Limitations & Future Work

  • Lack of clinical validation by medical experts: All evaluations are based on automated metrics, without evaluation by medical professionals regarding clinical accuracy and reliability of model outputs.
  • Insufficient handling of contradictions among retrieved documents: If retrieved documents contain conflicting information, the model lacks a mechanism for conflict resolution.
  • High computational overhead: Real-time retrieval increases inference latency, limiting its application in time-sensitive clinical scenarios.

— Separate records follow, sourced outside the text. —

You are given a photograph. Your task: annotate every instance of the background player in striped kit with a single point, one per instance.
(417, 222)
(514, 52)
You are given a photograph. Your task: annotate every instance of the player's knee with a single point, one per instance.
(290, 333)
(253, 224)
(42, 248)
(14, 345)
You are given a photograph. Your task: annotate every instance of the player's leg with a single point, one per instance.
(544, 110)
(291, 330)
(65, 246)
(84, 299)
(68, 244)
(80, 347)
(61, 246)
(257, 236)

  • High fine-tuning costs based on GPT-4o: Using closed-source commercial models limits reproducibility and incurs high deployment costs.
  • Evaluated only on English datasets: Cross-lingual biomedical QA remains unaddressed.

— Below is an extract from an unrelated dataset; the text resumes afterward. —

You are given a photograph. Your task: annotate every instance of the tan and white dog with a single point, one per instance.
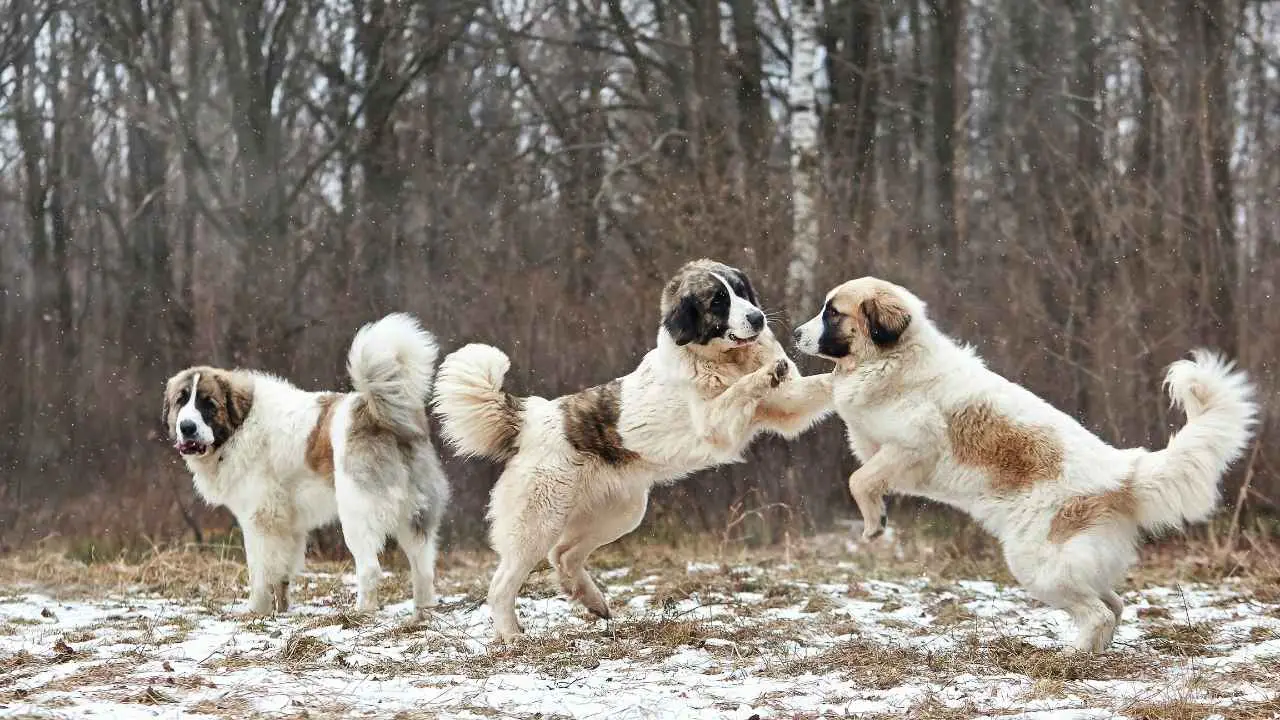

  • LiveQA with RAG in long-text QA degraded ROUGE scores, illustrating that the introduction of RAG in long-text generation scenarios requires more delicate strategies.
  • Extends the RAG (Lewis et al.) framework, specifically optimizing it for the biomedical domain.

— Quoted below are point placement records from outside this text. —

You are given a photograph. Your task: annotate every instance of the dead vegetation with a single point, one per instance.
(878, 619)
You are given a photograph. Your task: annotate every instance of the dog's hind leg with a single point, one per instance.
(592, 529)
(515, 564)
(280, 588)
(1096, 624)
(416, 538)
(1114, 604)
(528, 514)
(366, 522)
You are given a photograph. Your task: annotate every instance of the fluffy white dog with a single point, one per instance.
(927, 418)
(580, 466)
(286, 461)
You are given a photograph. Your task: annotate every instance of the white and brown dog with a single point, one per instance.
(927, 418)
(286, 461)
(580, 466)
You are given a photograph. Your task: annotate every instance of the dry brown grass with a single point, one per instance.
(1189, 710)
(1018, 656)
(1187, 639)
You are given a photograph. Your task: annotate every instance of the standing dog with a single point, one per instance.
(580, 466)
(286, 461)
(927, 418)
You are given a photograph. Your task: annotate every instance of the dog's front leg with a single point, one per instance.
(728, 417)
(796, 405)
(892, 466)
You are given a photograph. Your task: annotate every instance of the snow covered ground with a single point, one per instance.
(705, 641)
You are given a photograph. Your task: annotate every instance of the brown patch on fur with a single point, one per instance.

  • Directly compared with and outperforms BlendedRAG and BM25S in retrieval performance.
  • Compares favorably with specialized medical models like MEDITRON-70B and Med-PaLM-2, demonstrating the competitiveness of general-purpose model + fine-tuning + RAG.
  • Serves as a reference for RAG system designs in other vertical domains (e.g., law, finance).

Rating

  • Novelty: ⭐⭐⭐ Individual components (semantic search, fine-tuning, RAG) are not new; the innovation lies mostly in the system integration level.
  • Experimental Thoroughness: ⭐⭐⭐⭐ Covers multiple task types and datasets, but lacks expert human evaluation.
  • Writing Quality: ⭐⭐⭐ Structure is complete, though writing is redundant in some parts, and mathematical formulations are basic-level.
  • Value: ⭐⭐⭐⭐ Provides a complete solution and a comprehensive baseline comparison for biomedical QA, yielding high reference values for practical deployment.